The laparoscopic installation of an Adjustable Gastric Banding System is the most common form of bariatric surgery in Europe. It induces weight loss by reducing the capacity of the stomach, thus limiting the quantity of food that can be consumed at once. As there is no stapling, cutting or bypass involved, this procedure is thought to be the least traumatic kind of bariatric surgery.
How it’s done
This procedure is performed under a general anaesthetic, and lasts between 20 and 40 minutes. An adjustable silicone band is introduced laparoscopically through the abdomen, using several tiny incisions, and placed around the upper part of the stomach (figure 1). The risk of band slippage is reduced to 1% by taking precautions to fix the device and immobilise the stomach. The resulting pouch greatly reduces the working capacity of the stomach, making the patient feel full early during a meal.
The gastric band, which contains an inflatable balloon on its inner ring, connects to an access-port or reservoir beneath the skin by a thin, kink-resistant silicone tube (figure 2). This port is generally placed in the upper left abdomen, and lets the surgeon adjust the size of the band, so as to control each patient’s rate of weight loss. By adding saline through the port, the band’s inner balloon is inflated, thereby decreasing the rate of food consumption—this is called a ‘fill’. Similarly, the saline can be removed, causing an increase in the rate of food consumption.

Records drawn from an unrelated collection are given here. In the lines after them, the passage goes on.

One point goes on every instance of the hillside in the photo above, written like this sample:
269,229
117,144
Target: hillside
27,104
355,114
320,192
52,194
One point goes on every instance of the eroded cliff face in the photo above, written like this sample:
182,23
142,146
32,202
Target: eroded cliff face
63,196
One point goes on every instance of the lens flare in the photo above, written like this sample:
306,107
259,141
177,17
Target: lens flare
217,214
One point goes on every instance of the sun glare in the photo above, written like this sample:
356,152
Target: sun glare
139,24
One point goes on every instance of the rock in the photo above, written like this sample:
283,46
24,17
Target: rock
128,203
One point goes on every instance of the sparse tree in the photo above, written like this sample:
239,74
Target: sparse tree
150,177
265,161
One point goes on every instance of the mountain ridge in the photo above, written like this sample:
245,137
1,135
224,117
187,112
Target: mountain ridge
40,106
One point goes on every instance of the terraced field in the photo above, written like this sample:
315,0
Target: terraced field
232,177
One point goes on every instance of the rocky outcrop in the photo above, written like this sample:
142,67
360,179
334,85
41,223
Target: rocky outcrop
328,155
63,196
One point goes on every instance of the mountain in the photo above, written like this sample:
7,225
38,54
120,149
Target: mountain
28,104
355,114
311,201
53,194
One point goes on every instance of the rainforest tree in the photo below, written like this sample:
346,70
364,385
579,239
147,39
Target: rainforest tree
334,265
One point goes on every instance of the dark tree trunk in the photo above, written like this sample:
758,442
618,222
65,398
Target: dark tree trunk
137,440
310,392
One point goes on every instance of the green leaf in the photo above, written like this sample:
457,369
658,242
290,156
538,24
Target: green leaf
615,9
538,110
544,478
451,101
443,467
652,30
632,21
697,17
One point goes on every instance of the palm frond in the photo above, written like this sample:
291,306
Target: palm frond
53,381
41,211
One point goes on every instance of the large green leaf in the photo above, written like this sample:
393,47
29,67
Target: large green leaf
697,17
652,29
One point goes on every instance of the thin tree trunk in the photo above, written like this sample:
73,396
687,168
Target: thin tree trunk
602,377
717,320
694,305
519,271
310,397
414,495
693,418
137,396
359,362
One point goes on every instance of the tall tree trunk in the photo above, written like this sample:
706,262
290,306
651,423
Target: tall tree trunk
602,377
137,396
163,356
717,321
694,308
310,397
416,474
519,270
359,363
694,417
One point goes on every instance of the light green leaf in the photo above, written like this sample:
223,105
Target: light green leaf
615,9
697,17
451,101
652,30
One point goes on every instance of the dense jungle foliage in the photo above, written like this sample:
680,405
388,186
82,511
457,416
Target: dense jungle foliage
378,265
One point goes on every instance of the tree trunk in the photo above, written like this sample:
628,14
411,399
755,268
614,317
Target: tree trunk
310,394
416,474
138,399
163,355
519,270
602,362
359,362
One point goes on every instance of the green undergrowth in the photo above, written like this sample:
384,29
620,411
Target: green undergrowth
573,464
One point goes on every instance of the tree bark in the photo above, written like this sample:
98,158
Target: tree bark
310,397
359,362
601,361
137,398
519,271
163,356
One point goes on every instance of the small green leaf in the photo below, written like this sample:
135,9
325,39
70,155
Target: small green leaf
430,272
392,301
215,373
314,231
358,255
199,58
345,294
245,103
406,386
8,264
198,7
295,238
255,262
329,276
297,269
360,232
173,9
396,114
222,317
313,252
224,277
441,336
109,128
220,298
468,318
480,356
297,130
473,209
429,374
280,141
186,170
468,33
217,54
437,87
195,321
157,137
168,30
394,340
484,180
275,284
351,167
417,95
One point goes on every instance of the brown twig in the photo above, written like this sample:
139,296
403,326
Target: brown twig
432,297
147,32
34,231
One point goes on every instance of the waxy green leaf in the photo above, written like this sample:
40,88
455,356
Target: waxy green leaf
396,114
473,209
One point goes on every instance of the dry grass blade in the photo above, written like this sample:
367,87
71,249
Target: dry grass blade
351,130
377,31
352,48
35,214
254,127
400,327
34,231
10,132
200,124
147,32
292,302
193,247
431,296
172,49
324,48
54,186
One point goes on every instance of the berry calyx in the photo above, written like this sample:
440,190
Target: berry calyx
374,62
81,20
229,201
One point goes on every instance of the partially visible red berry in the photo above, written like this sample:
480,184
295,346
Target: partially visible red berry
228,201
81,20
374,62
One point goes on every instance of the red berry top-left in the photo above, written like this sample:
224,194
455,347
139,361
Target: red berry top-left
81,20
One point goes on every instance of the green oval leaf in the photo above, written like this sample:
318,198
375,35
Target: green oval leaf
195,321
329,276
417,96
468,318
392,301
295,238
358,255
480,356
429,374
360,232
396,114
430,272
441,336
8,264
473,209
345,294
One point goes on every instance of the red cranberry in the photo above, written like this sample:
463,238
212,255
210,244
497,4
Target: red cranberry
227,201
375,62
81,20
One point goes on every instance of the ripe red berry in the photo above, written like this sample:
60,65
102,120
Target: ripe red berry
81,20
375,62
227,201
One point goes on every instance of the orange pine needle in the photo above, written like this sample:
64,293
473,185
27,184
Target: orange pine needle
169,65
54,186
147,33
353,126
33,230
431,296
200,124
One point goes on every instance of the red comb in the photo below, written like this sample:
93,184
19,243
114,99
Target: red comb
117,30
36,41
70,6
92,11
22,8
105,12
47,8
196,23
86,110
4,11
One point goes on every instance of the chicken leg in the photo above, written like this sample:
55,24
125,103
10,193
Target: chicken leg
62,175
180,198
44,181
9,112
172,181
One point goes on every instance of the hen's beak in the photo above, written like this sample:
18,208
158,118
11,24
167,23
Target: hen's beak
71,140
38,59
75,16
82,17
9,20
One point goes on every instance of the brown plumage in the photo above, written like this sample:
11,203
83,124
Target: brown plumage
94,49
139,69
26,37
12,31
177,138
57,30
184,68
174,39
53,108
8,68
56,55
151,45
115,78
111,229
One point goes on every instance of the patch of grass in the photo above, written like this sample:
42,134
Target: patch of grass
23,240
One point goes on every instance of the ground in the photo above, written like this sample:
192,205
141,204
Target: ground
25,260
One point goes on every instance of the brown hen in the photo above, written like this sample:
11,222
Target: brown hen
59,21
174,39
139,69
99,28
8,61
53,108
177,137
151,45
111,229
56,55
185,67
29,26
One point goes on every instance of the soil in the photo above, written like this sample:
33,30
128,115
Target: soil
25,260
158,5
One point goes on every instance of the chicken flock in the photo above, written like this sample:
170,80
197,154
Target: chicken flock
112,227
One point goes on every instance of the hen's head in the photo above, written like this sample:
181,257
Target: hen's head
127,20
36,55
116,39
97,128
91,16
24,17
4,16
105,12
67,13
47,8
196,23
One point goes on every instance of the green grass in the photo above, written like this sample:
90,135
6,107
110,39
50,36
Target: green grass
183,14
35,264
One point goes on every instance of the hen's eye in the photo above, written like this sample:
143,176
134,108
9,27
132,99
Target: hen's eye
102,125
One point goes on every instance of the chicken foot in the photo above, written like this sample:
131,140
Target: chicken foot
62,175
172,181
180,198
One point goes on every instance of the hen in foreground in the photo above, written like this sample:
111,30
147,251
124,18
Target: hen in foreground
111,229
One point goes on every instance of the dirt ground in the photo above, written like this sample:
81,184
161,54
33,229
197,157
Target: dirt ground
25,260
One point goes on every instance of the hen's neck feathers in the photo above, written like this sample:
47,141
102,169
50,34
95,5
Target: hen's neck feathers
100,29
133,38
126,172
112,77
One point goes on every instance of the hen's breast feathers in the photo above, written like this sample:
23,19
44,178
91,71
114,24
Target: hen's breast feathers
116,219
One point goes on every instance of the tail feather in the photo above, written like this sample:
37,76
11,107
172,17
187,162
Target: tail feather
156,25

Hospital time lasts between one and two days. Some discomfort from the operation is common, but lasts only a week or less.
As the gastric band procedure is purely restrictive, the patient must not consume high-calorie liquids, which can ruin the process of weight loss. Besides this, the following guidelines are recommended:
- Eat at least three times a day.
- Eat only solid foods, as the band does not restrict liquids.
- Chew thoroughly, as this makes the food less likely to damage the band, and causes an earlier feeling of fullness.
- Do not drink liquids with your meals, as this can cause the food to be washed too quickly through the band.
A dietary consultant will provide personalised advice after the procedure.
Operative complications are very rare, as the stomach is not cut or stapled, but only mobilised. However, the following symptoms can occur after the operation.
Vomiting, while painful, can be productive; possible causes are eating too fast, eating too much and chewing too little. When vomiting is frequent the patient must adjust his or her eating behaviour, or, if necessary, the band can be deflated a little.
Heartburn, the regurgitation of acid from the stomach into the oesophagus, is the most common symptom. It occurs when the band is too tight, or with the swelling of the stomach lining. Medical treatment or deflation of the band may be necessary if symptoms persist.
This complication, which occurs less than 1 percent of the time, is when the upper stomach pulls the lower stomach through the band, thus pushing the band down on the stomach. This causes varying degrees of intolerance to solids or liquids, or even total obstruction. All slips require surgical repositioning, and sometimes the removal of the band as well.
Although very rare, erosion does occur occasionally. The gastric band is subject to natural reactions, and can be dissolved. Every erosion requires surgical removal.
Rare complications include infection, seroma or hematoma. Breakage of the port can also occur, though the band itself is guaranteed not to break. Port leaks are rare and are usually related to the disconnection of the device or a sticking needle. A port replacement can be done under local anesthaetic as an ambulatory procedure.